There is a certain exception to that. If you’re in Cabinet, you’re expected to rise above those problems and, of course, you have to work around them at the same time. Some of the biggest critics, or I should say often the harshest critics who are now sitting on the other side of the House, have been ignoring some e-mails and questions even by myself. Several Ministers, to put the point even sharper on there, I’ve e-mailed even the Premier, who has had no replies. I’ve e-mailed and even visited the Minister Robert C. McLeod, with no replies, and in one particular occasion I’ve waited three months for a response that I had to remind them the other day. I’ve got an e-mail outstanding 20 days ago that still has no reply.
When you make a commitment in the House to follow up on a particular issue such as the road salt used on Ingraham Trail, that’s been waiting 103 days for that response from the Minister of Transportation. These commitments are not just to us but to our constituents in trying to do the job. If a Minister says in this particular House they’ll follow up on those things, it’s very important. When a Premier or even a Minister decides to ignore your e-mail and chooses not to answer it, that affects our job. How do we do our jobs as MLAs without those types of responses? It makes it very challenging.
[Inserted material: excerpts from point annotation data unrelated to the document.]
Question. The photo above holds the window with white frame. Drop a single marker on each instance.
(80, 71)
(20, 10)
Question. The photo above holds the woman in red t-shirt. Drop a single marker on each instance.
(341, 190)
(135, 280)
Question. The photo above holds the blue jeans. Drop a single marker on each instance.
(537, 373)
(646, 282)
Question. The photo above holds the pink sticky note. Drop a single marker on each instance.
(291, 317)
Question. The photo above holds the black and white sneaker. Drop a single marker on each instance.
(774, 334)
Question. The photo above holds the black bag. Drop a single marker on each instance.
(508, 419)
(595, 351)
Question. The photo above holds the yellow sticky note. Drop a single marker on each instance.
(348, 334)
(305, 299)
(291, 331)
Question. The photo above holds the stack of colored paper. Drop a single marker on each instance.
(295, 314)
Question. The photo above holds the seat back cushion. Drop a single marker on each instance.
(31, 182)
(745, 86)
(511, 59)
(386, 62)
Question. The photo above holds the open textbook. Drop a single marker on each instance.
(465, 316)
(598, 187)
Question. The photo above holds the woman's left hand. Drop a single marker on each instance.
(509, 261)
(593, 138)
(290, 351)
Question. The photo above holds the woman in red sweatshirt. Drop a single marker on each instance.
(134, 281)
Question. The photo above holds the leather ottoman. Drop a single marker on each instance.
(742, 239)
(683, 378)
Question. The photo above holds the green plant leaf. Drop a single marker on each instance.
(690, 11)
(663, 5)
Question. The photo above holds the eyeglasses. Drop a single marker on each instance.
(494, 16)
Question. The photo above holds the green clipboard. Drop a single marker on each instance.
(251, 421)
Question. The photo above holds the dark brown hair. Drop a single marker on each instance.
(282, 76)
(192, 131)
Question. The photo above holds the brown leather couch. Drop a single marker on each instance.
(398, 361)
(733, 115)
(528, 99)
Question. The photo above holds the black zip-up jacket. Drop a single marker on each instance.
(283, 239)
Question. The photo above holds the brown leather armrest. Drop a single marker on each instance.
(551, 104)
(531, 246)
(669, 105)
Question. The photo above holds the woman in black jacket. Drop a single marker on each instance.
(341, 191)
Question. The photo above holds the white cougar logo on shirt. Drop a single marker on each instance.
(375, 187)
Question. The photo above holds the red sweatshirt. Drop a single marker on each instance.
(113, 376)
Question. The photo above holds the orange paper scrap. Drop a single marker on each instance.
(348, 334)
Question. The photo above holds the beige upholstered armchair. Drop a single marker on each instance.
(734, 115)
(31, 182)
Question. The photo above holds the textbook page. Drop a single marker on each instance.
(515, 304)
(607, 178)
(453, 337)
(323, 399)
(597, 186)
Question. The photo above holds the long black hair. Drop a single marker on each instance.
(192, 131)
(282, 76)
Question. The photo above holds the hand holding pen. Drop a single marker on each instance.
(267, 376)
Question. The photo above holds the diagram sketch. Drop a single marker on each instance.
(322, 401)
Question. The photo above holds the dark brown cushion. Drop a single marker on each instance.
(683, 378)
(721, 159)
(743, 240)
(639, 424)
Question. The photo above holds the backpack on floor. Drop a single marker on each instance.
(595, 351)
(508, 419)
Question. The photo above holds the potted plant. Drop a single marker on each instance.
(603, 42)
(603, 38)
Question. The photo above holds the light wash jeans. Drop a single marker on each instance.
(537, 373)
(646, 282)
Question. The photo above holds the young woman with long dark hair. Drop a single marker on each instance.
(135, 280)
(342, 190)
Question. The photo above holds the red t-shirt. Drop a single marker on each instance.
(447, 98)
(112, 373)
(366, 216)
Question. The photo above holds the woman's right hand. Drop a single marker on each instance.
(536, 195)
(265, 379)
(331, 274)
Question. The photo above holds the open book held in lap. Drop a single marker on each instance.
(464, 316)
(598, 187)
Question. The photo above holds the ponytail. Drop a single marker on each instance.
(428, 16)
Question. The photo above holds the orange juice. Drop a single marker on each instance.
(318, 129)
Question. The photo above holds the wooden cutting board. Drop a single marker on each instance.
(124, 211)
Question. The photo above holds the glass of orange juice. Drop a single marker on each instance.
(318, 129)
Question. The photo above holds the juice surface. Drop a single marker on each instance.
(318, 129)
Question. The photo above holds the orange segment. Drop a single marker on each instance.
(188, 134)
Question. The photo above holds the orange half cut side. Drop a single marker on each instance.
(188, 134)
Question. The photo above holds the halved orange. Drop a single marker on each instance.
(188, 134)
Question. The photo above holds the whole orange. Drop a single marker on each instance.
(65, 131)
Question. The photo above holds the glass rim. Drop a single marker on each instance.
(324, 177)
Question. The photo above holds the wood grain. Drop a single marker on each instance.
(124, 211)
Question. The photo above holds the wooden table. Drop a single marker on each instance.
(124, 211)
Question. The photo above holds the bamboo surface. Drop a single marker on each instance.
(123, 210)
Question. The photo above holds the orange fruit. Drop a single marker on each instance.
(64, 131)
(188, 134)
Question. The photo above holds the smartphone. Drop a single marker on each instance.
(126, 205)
We want to work as hard as possible and certainly in a collaborative way, but the challenge before us is to do these things. Later today I’ll be asking the Deputy Premier, who is the first lieutenant of this particular ship we know as the McLeod government, what leadership he will provide at the Cabinet table to ensure that Ministers are responding to Members and their concerns. It is an important duty if they’re in that office that they respond to us, because we’re working for constituents and how do we do that in the absence of the information.